Depth, Training Data, and Representational Richness
Deeper or highly curated models (e.g., Phi-2) exhibit richer and clearer geometric signatures (2D manifolds, sharper orthogonality, stronger focusing). Mixed-domain prompts in deeper models can produce multi-lobed or higher-dimensional value structures, which collapse under domain restriction. Training on curated data enhances geometric clarity and likely supports more robust uncertainty modeling.
Architectural Trade-offs and Scaling Implications
Grouped-query attention architectures (e.g., Llama-3.2-1B) achieve efficiency gains but at the expense of diminished orthogonality and focusing clarity. Mistral-family models further attenuate focusing via sliding-window and MoE routing but retain static manifolds and hypothesis frames. This demonstrates a separation between universal representational substrates and mechanism-specific dynamics, matching the frame–precision dissociation predicted by gradient analyses.
Robustness, Limitations, and Open Directions
Bayesian geometric invariants (value manifolds, hypothesis frames) are robust across architecture, depth, and training regime, while layerwise focusing is sensitive to routing capacity. The emergence of multidimensional manifolds in large/deep models, the causes of architecture-dependent variability, and the precise triggering conditions for manifold collapse require further analysis—particularly at frontier model scales and in more diverse architectural regimes.
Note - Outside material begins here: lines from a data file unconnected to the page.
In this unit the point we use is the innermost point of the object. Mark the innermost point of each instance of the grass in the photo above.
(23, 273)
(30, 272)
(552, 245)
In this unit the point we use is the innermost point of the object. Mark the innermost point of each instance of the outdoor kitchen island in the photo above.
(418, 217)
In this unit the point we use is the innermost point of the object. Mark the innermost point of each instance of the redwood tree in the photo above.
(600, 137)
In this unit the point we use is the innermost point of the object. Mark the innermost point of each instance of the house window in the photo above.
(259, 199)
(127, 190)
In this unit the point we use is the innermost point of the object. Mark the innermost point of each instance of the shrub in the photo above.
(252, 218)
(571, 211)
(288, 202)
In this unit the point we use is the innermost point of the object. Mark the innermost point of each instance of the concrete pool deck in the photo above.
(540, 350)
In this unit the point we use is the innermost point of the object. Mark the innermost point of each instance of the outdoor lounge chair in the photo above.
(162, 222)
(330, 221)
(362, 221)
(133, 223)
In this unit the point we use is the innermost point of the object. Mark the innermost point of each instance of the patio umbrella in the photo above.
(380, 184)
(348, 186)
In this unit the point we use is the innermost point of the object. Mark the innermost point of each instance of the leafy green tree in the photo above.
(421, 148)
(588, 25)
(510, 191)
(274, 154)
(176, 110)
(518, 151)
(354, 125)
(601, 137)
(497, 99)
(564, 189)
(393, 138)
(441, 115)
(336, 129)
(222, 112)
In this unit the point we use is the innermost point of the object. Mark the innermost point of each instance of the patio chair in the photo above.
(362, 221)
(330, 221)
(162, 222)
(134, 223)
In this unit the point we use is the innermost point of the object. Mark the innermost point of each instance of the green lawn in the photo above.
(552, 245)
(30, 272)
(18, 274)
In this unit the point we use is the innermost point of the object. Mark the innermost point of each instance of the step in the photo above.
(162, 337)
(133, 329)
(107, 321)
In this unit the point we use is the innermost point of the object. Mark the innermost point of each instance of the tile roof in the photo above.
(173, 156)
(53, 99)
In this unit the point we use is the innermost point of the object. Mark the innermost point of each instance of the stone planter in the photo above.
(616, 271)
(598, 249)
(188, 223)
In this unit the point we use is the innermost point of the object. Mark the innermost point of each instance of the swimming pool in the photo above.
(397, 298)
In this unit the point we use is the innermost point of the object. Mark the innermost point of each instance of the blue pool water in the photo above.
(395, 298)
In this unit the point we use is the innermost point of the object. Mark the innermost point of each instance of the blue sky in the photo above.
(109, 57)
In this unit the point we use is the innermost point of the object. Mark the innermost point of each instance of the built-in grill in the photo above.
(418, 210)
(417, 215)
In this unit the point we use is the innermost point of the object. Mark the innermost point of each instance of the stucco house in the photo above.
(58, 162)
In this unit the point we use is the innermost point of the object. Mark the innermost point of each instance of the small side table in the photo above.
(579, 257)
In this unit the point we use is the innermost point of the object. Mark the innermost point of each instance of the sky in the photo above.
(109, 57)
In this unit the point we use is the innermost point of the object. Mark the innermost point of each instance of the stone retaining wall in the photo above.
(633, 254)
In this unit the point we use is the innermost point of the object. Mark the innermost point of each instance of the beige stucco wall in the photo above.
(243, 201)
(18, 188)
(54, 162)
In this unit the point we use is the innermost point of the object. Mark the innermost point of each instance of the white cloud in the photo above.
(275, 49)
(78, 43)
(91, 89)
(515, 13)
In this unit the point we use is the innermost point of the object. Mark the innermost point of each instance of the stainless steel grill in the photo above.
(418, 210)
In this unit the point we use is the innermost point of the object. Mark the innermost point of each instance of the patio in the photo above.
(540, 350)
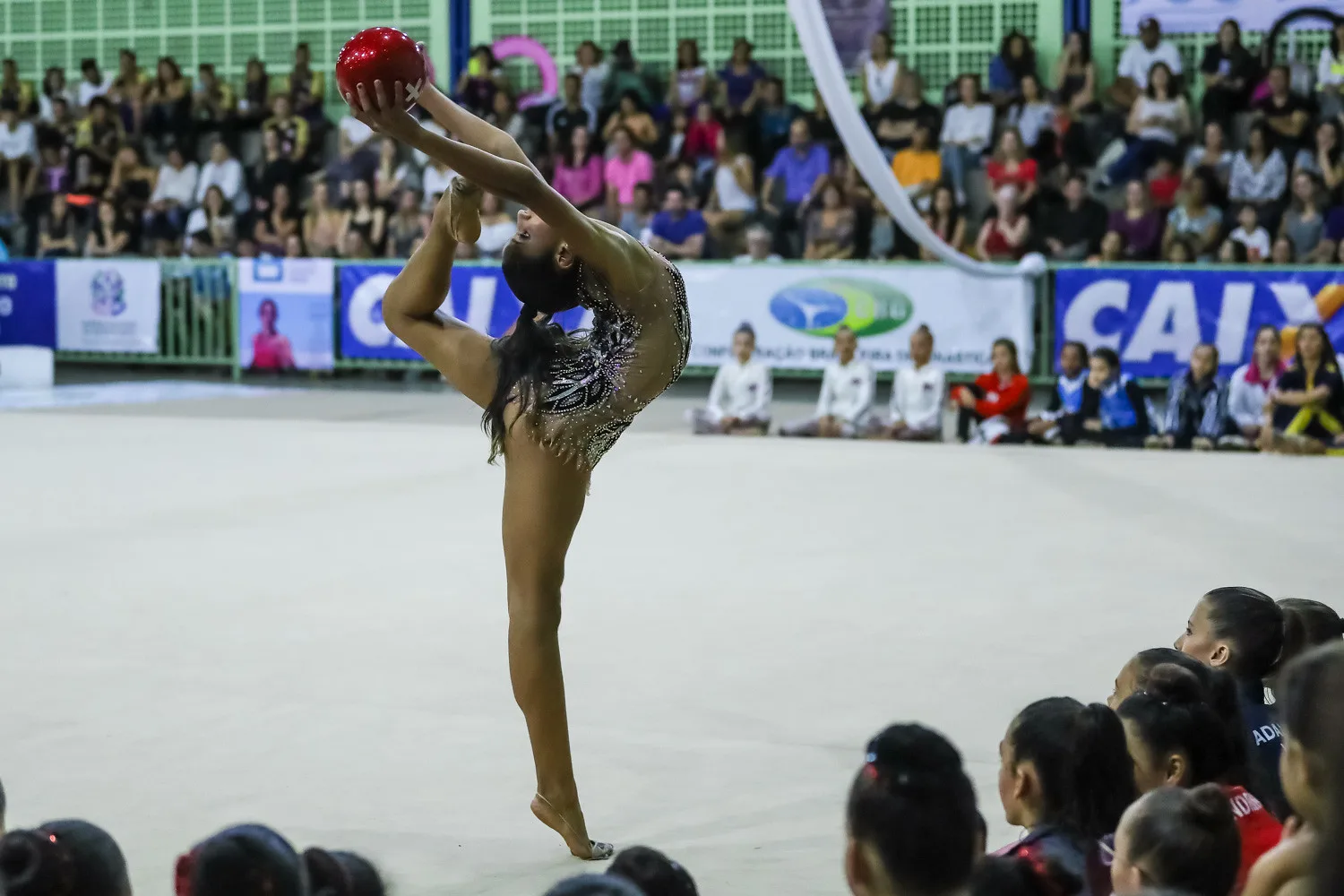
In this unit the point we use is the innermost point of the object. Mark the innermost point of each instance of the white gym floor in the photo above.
(290, 608)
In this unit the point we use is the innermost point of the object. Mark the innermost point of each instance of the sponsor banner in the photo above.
(1153, 317)
(108, 306)
(478, 297)
(1204, 16)
(285, 314)
(796, 309)
(29, 304)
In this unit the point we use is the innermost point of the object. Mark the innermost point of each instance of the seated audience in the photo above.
(1230, 74)
(211, 228)
(1075, 74)
(1250, 234)
(800, 167)
(1330, 74)
(1185, 840)
(1005, 236)
(994, 408)
(1309, 398)
(109, 236)
(918, 168)
(1139, 223)
(1158, 121)
(1241, 630)
(911, 823)
(1066, 777)
(881, 73)
(67, 856)
(1304, 222)
(1015, 61)
(408, 226)
(946, 220)
(652, 872)
(1113, 410)
(677, 231)
(831, 225)
(1212, 155)
(1196, 411)
(894, 124)
(731, 198)
(1250, 389)
(1260, 174)
(1287, 115)
(967, 131)
(1195, 218)
(1308, 715)
(1177, 739)
(760, 246)
(625, 167)
(739, 398)
(1011, 166)
(917, 394)
(1073, 230)
(578, 172)
(1137, 62)
(1067, 395)
(844, 405)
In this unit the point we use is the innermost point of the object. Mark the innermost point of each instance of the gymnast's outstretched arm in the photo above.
(625, 263)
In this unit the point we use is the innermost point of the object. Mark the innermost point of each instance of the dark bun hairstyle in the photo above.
(1174, 713)
(1082, 762)
(652, 872)
(65, 857)
(1021, 876)
(1253, 624)
(1187, 840)
(914, 805)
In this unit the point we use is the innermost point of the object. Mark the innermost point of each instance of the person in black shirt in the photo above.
(1230, 73)
(1288, 116)
(897, 120)
(569, 113)
(1072, 231)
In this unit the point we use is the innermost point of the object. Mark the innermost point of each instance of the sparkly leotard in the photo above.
(637, 347)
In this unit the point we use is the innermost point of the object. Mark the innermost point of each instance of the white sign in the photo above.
(108, 306)
(796, 309)
(1204, 16)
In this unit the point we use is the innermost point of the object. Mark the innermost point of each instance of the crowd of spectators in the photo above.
(711, 161)
(1289, 398)
(1215, 767)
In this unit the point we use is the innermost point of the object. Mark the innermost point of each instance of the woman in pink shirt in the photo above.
(578, 172)
(624, 169)
(271, 349)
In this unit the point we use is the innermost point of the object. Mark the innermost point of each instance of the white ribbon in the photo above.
(814, 37)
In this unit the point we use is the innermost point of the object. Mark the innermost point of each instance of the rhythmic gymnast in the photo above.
(553, 405)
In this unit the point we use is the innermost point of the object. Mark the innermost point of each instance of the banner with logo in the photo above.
(478, 296)
(1204, 16)
(1153, 317)
(29, 304)
(108, 306)
(285, 314)
(796, 309)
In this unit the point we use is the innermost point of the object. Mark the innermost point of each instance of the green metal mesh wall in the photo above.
(1109, 43)
(38, 34)
(941, 38)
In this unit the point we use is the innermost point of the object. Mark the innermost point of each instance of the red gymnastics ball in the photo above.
(381, 54)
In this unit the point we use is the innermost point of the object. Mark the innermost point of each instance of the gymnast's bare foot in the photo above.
(574, 834)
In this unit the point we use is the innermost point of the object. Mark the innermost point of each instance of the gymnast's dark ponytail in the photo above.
(527, 358)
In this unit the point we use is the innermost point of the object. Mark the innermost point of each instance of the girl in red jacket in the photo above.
(996, 401)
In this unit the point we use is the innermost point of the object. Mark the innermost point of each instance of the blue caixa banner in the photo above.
(29, 304)
(1153, 317)
(478, 296)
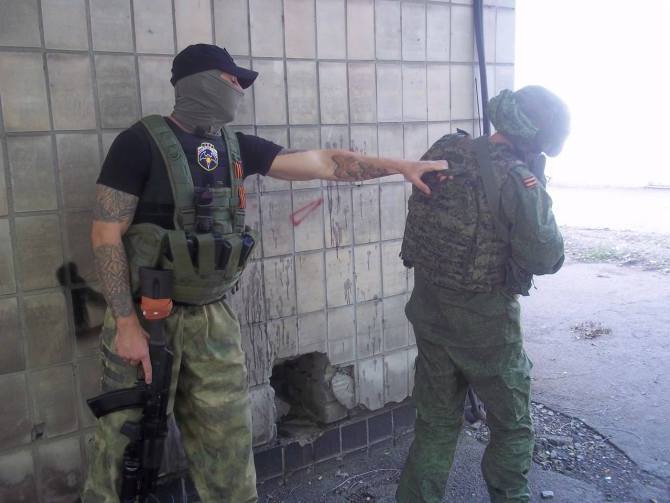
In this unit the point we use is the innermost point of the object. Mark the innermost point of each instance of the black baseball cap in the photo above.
(202, 57)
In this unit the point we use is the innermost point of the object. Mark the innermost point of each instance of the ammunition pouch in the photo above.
(205, 266)
(210, 245)
(517, 280)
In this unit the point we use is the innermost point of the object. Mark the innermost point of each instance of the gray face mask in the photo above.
(204, 102)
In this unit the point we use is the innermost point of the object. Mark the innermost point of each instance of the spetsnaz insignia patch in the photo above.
(208, 157)
(529, 182)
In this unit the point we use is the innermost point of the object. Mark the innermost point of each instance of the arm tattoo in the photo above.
(112, 266)
(351, 168)
(113, 205)
(287, 151)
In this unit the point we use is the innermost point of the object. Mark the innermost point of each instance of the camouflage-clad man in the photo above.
(171, 195)
(469, 269)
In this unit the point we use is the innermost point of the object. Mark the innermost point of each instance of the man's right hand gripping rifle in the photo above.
(143, 454)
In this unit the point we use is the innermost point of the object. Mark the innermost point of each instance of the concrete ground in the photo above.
(373, 477)
(616, 383)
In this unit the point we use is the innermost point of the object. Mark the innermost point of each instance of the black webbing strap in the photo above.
(492, 184)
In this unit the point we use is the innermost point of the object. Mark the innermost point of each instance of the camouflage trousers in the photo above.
(208, 397)
(468, 340)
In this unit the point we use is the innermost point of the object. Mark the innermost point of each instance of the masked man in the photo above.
(171, 195)
(475, 245)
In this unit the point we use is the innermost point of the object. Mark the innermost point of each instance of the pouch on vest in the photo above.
(517, 279)
(210, 245)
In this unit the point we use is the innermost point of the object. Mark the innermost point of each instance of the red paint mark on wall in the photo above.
(301, 214)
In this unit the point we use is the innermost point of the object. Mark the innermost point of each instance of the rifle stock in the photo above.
(144, 453)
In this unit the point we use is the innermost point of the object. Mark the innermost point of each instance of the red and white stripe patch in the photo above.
(529, 182)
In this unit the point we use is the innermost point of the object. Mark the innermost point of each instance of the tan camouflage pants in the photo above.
(209, 399)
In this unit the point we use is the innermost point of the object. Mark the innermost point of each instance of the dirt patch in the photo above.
(647, 251)
(569, 446)
(590, 330)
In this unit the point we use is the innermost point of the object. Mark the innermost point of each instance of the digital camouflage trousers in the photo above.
(208, 397)
(468, 340)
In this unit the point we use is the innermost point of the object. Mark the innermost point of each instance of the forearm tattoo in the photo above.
(111, 263)
(113, 205)
(352, 168)
(287, 151)
(112, 266)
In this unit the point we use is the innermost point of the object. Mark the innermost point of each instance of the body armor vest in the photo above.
(209, 246)
(451, 234)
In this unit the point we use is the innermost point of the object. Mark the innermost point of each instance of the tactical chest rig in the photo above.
(452, 233)
(210, 245)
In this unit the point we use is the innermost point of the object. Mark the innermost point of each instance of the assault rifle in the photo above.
(144, 453)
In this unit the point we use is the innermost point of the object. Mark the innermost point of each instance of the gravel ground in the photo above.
(568, 446)
(647, 251)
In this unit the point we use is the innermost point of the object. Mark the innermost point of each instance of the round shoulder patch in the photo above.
(208, 156)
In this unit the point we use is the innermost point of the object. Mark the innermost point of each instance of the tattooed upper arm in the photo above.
(113, 205)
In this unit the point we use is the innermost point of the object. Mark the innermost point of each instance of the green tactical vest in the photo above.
(196, 258)
(451, 235)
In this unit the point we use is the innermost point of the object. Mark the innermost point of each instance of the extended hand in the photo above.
(131, 344)
(417, 169)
Implications and Future Research
This study provides direct evidence that transformers internalize a geometric coordinate system for representing uncertainty, and that evidence integration during inference leverages this substrate. Manifold coordinates offer a scalable, architecture-agnostic axis for uncertainty tracking and may support new diagnostics for interpretability, safety, and reliability estimation. Establishing causal roles and developing interventional methods remain open avenues. The findings motivate architectural choices (favoring standard MHA for interpretability) and curriculum learning strategies (curated-to-diverse data for geometric clarity).
Conclusion
Modern LLMs, regardless of scale or architectural optimization, develop low-dimensional geometric manifolds aligned with Bayesian uncertainty representation and update these representations during inference. However, the geometric substrate functions as a stable representational readout, not a singular computational pathway. The study opens a lens for principled mechanistic interpretability grounded in geometric invariants, with significant implications for architecture design, model analysis, and uncertainty quantification in next-generation AI.